本実証実験では、グラバー園・出島・平和公園などの長崎市内の各観光エリア間の移動を喚起するためのストーリー型コンテンツと公共交通サービス・民間サービスを連携させることにより、人の行動を地域活性化につなげることを目指す。ゼンリンは、地域がもつストーリー型観光情報を収集・管理し、滞在型観光ルートとして提供することで、地域創生の一翼を担うMaaSビジネスを強化する。また、長崎市の観光型MaaSを長崎モデルとして全国へ展開することを目指すとのことだ。
・長崎市の各スポットが持つ歴史や文化のストーリーをデジタル化し、長崎市を様々な角度から深く知ることができるサービスを開発し、その効果検証を行う。
・公共交通機関を利用した、長崎市の街歩きに適した経路や交通サービスを提供する。
・サービス利用者の位置情報から観光実態を分析することで、利用者に、より適した観光コンテンツの生成を検証する。
・分散型移動の実現のために、混雑情報を可視化する地図情報連携サービスの技術検証も予定しているという。

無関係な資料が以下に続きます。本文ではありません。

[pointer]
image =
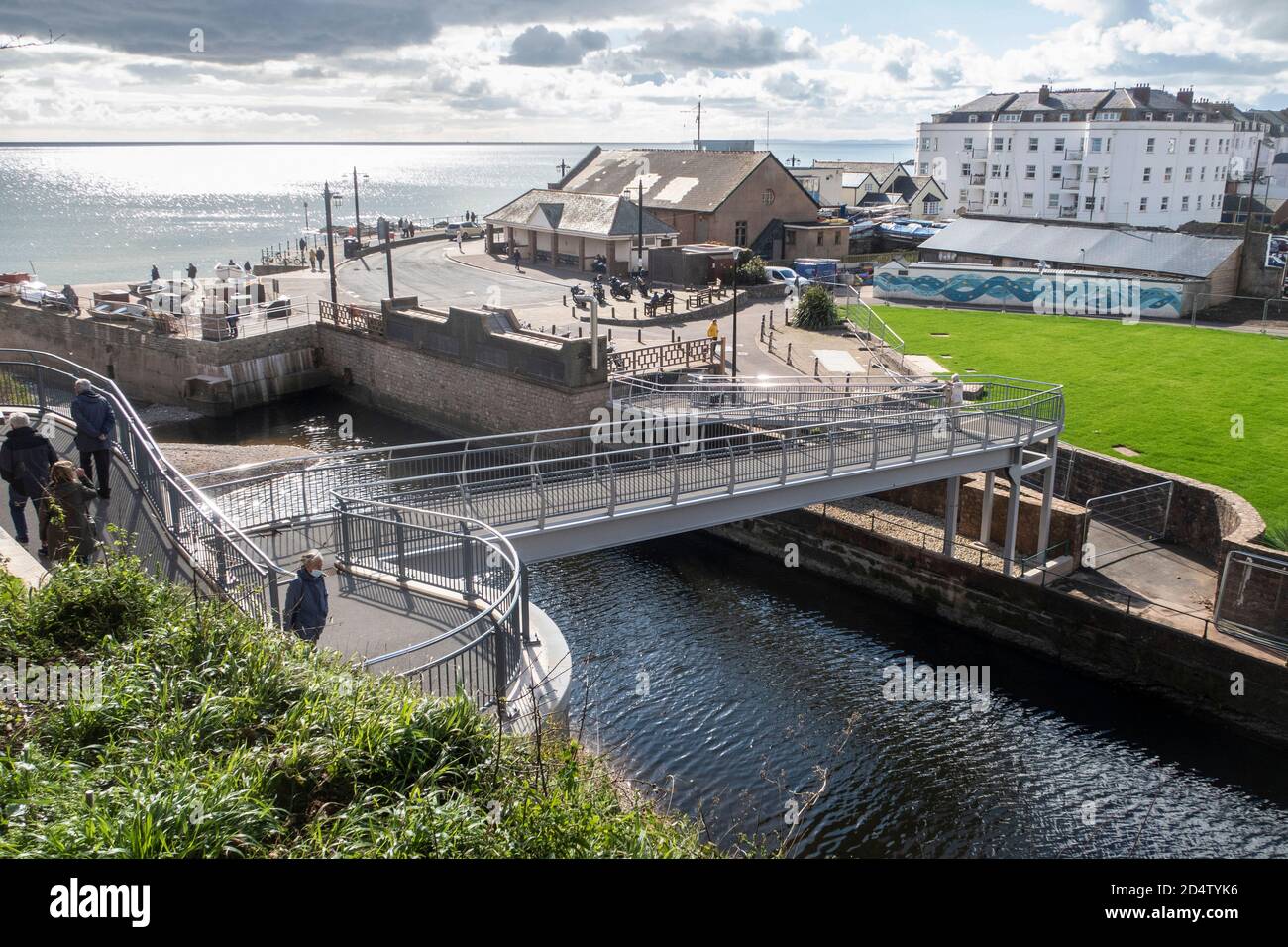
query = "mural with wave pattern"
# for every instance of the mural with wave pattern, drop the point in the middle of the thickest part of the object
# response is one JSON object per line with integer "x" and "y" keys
{"x": 974, "y": 287}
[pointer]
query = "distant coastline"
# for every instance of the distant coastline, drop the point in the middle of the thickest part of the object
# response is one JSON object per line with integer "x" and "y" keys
{"x": 161, "y": 144}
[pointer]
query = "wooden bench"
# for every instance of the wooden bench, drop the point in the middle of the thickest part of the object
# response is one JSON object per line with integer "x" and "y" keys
{"x": 699, "y": 298}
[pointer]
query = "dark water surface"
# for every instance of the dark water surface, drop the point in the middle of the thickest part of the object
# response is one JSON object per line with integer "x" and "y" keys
{"x": 761, "y": 680}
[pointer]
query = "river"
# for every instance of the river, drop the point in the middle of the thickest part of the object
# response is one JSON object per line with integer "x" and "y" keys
{"x": 751, "y": 694}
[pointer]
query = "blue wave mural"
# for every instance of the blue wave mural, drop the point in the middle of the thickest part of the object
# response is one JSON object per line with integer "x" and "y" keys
{"x": 975, "y": 287}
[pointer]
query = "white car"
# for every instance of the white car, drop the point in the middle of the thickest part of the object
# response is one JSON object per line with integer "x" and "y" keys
{"x": 787, "y": 275}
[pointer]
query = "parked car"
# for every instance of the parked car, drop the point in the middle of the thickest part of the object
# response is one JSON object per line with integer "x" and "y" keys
{"x": 787, "y": 275}
{"x": 469, "y": 230}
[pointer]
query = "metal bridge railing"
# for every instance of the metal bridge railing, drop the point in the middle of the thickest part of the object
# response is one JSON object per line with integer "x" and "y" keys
{"x": 217, "y": 547}
{"x": 536, "y": 475}
{"x": 481, "y": 656}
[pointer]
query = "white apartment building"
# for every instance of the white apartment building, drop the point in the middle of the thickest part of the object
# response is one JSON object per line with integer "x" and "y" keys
{"x": 1136, "y": 157}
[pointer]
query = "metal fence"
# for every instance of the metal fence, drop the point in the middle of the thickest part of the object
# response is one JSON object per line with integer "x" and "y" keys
{"x": 481, "y": 656}
{"x": 219, "y": 551}
{"x": 1252, "y": 599}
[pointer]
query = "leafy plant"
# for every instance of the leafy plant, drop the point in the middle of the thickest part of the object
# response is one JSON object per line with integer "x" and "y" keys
{"x": 815, "y": 309}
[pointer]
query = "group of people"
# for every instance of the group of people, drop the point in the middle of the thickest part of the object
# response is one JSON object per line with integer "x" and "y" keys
{"x": 60, "y": 492}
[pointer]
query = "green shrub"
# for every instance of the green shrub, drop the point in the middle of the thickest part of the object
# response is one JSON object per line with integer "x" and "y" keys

長崎市は、江戸時代の鎖国期間もオランダと中国との交易が許されていたことから、各国の文化が混ざり合い独自の文化が育まれた地域で、その魅力は街を歩くことにより知ることができるという。長崎市は魅力の発信において多くの観光関連事業者の支援を行っており、長崎県においては、Society5.0の実現に向けた取り組みの一つとして、観光客が移動をはじめスムーズに旅行を楽しむため、MaaSなどの先端技術サービスの活用を促進するなど、観光客の利便性の向上に向けた取り組みを推進している。一方、ゼンリングループは、地図上で「移動」を可視化し、空間情報として提供することで、人々の移動に役立つMaaSビジネスの開発を目指している。2019年には、シームレスな移動社会を実現するための新しい地図データベース「Mobility based Network」を開発。また、2020年4月に長崎市にゼンリン初となる産学官連携の研究および新規事業開発拠点「長崎R&Dブランチ」を開設しており、本実証実験は、拠点の新規事業創出の第一弾の取り組みとなるとのことだ。